— Да нам совсем есть не хочется, — отказывался Тестен, дабы не уронить своего вахмистрского достоинства.
— Нет, хочется. А еще больше — выпить! — отрезал повар и вышел в сени за новой бутылкой рома.
— Выпить — это да! — согласился вахмистр, с которого мигом соскочила вся важность. — Виданное ли дело, чтобы солдату да не хотелось выпить!..
— Солда-ату! — презрительно протянул повар. — Это вы-то солдаты?
— Ну, а кто же мы? — попробовал встать в оскорбленную позу Тестен. — Я всю жизнь солдат. Уже тридцать лет!
— Ха! — еще более презрительно отмахнулся от него повар.
— Ничего не «ха»… — вошел в раж Тестен. — Я солдат, и моя служба во сто раз тяжелее твоей. Ты стряпаешь, чтобы у офицеров было полное брюхо. А я? Хоть на пять минут влезь в мою шкуру и увидишь.
— Что я увижу? Пьяного жандарма.
— Не говори так, дорогой мой! Я ведь серьезно… — сказал Доминик Тестен, который поглотил уже столько алкоголя, что приближался к тому умиленному состоянию, когда человеку становится жалко самого себя. — Не жандарма, а мученика ты увидишь. Мученика, который разрывается надвое.

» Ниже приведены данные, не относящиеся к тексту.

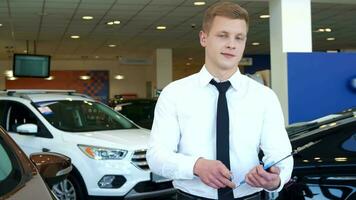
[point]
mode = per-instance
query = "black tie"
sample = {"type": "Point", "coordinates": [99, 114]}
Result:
{"type": "Point", "coordinates": [222, 134]}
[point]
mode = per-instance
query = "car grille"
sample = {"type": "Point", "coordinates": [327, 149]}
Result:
{"type": "Point", "coordinates": [139, 159]}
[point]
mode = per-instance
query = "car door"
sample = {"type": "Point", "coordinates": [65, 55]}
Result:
{"type": "Point", "coordinates": [17, 114]}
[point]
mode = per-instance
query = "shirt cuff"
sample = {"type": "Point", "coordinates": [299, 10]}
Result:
{"type": "Point", "coordinates": [187, 167]}
{"type": "Point", "coordinates": [281, 185]}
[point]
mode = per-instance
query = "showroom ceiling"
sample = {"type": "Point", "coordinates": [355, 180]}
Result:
{"type": "Point", "coordinates": [51, 23]}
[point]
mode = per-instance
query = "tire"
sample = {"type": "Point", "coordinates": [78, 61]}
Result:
{"type": "Point", "coordinates": [69, 189]}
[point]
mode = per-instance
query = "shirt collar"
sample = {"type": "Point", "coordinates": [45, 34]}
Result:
{"type": "Point", "coordinates": [205, 77]}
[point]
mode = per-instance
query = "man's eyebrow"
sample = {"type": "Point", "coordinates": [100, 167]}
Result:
{"type": "Point", "coordinates": [226, 32]}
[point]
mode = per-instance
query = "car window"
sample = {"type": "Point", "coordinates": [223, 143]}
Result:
{"type": "Point", "coordinates": [10, 173]}
{"type": "Point", "coordinates": [350, 143]}
{"type": "Point", "coordinates": [5, 164]}
{"type": "Point", "coordinates": [138, 111]}
{"type": "Point", "coordinates": [81, 116]}
{"type": "Point", "coordinates": [2, 113]}
{"type": "Point", "coordinates": [19, 114]}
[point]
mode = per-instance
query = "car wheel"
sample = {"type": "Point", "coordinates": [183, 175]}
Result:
{"type": "Point", "coordinates": [68, 189]}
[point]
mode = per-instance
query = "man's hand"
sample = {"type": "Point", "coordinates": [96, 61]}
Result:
{"type": "Point", "coordinates": [213, 173]}
{"type": "Point", "coordinates": [268, 180]}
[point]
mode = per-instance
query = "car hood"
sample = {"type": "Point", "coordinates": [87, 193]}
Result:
{"type": "Point", "coordinates": [130, 139]}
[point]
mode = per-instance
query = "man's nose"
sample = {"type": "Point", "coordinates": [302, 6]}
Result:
{"type": "Point", "coordinates": [231, 44]}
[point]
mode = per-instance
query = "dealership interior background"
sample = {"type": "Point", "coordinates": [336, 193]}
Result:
{"type": "Point", "coordinates": [305, 50]}
{"type": "Point", "coordinates": [149, 43]}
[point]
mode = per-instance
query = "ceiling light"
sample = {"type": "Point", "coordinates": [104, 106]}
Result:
{"type": "Point", "coordinates": [11, 78]}
{"type": "Point", "coordinates": [9, 73]}
{"type": "Point", "coordinates": [119, 77]}
{"type": "Point", "coordinates": [332, 51]}
{"type": "Point", "coordinates": [199, 3]}
{"type": "Point", "coordinates": [340, 159]}
{"type": "Point", "coordinates": [84, 77]}
{"type": "Point", "coordinates": [87, 17]}
{"type": "Point", "coordinates": [264, 16]}
{"type": "Point", "coordinates": [161, 27]}
{"type": "Point", "coordinates": [49, 78]}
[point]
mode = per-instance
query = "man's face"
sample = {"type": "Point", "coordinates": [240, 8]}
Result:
{"type": "Point", "coordinates": [224, 43]}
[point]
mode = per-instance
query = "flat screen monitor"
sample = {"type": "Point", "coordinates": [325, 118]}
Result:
{"type": "Point", "coordinates": [27, 65]}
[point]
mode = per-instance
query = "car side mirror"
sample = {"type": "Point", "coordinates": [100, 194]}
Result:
{"type": "Point", "coordinates": [27, 129]}
{"type": "Point", "coordinates": [53, 167]}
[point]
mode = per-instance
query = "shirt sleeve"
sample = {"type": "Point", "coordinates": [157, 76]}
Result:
{"type": "Point", "coordinates": [162, 155]}
{"type": "Point", "coordinates": [274, 139]}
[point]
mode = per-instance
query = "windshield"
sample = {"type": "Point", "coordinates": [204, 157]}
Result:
{"type": "Point", "coordinates": [302, 127]}
{"type": "Point", "coordinates": [82, 116]}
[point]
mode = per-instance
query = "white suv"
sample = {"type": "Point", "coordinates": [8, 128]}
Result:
{"type": "Point", "coordinates": [108, 151]}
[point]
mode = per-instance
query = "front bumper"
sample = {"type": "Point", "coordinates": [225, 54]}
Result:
{"type": "Point", "coordinates": [149, 189]}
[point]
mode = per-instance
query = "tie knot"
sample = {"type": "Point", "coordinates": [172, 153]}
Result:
{"type": "Point", "coordinates": [221, 86]}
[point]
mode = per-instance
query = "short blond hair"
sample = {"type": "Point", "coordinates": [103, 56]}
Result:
{"type": "Point", "coordinates": [225, 9]}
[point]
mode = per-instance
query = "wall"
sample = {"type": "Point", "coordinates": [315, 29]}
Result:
{"type": "Point", "coordinates": [259, 62]}
{"type": "Point", "coordinates": [135, 80]}
{"type": "Point", "coordinates": [318, 84]}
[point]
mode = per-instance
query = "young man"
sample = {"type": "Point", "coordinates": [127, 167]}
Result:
{"type": "Point", "coordinates": [209, 127]}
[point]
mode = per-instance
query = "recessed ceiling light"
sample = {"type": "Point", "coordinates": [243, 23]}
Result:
{"type": "Point", "coordinates": [11, 78]}
{"type": "Point", "coordinates": [332, 51]}
{"type": "Point", "coordinates": [264, 16]}
{"type": "Point", "coordinates": [9, 73]}
{"type": "Point", "coordinates": [119, 77]}
{"type": "Point", "coordinates": [161, 27]}
{"type": "Point", "coordinates": [49, 78]}
{"type": "Point", "coordinates": [84, 77]}
{"type": "Point", "coordinates": [199, 3]}
{"type": "Point", "coordinates": [87, 17]}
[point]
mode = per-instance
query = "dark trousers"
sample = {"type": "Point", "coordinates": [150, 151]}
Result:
{"type": "Point", "coordinates": [185, 196]}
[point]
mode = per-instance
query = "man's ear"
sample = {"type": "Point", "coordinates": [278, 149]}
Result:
{"type": "Point", "coordinates": [202, 37]}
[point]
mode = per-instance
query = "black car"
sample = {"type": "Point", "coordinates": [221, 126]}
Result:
{"type": "Point", "coordinates": [325, 166]}
{"type": "Point", "coordinates": [138, 110]}
{"type": "Point", "coordinates": [29, 178]}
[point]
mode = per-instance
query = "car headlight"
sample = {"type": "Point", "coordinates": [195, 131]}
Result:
{"type": "Point", "coordinates": [102, 153]}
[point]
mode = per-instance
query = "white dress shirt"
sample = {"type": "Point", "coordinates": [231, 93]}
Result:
{"type": "Point", "coordinates": [184, 129]}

Ты подумай только: десять лет живешь в деревне, всех знаешь, со всеми говоришь и выпиваешь, как друг-приятель, а в один прекрасный день разразится война — и все волками смотрят.
— Это почему же?
— Вот видишь, не понимаешь ты моей муки, — голос вахмистра задрожал. — А вот если бы тебя заставляли сообщать о тех, кто politisch verdächtig![27]
— Оставь людей в покое, только и всего, — прервал его повар.
— В покое?.. А меня оставят в покое?.. Служба есть служба. Долг есть долг… Но я им все-таки говорю, людям-то: «И чего вы взялись раздумывать да языком трепать? Разве раньше вы столько размышляли? Вовсе нет. Я не хочу сказать, что вы дураками были. Просто не мудрили, думали о своих домашних делах. А теперь заумничали. Во все нос суете, все вас касается: и бог, и император, и государство. Ничего святого для вас не осталось». А они что? «А ты не слушай», — говорят. «Ладно, — говорю, — только вы хоть вслух не разоряйтесь! Мне что, думайте себе, только думайте дома, под одеялом». Там-то я и сам думаю. Во мне точно два человека сидят: на улице я вахмистр, а дома Доминик Тестен. И Тестен этот думает, то есть я думаю, когда снимаю мундир и ложусь в постель. Ого, еще как размышляю!.. О своей жизни размышляю… и о своих детках, об этих птенчиках без гнезда…
Тестен всхлипнул. Вспоминая о своих незаконных детях, разбросанных по округе, он каждый раз пускал слезу. Я смотрел на него во все глаза: мне никогда не приходило в голову, что вахмистр может раздеваться и укладываться в постель. Теперь я живо представлял себе Тестена, лежащего в постели: одеяло горкой подымается на его брюшке, руки сложены на груди, он думает и плачет.
— А, брось хныкать! — сказал повар и поставил перед Домиником новую бутылку рому. — Рано или поздно всему придет конец.
— Верно. Вот это по-мужски сказано, — дернулся опьяневший вахмистр. — Смерть всех избавит. Всех приберет. Всех, politisch verdächtig, politisch verlässlich[28] — один черт! Ее коса любого достанет — сегодня меня, завтра тебя.
— Нет!.. — впервые подал голос Мартин Урбанья. Он был бледен и дрожал, точно в лихорадке.
— Чего шумишь? — обернулся к нему Тестен. — Или опять завелся?
— Нет! Не хочу умирать! — решительно повторил Урбанья.
Я как сейчас помню его вытянутое землистое лицо, на котором лежала явственная печать близкого конца.
— Не хочешь?.. Ха-ха, это ты здорово сказал! — Тестена разбирала какая-то странная веселость. — А я тебе говорю — помрешь! Раз ты боишься смерти, она за тобой, может, завтра и припожалует. Как знать? Снаряд ахнет — бум-м! — и тебя в клочья. И хоронить-то нечего будет.
— Нет! — запротестовал Мартин Урбанья и ударил кулаком по столу.
Военный врач проснулся и вскинул голову.
Полицейские тотчас повскакали.
— Wer sind Sie?[29] — грозно спросил врач, указывая пальцем на Тестена.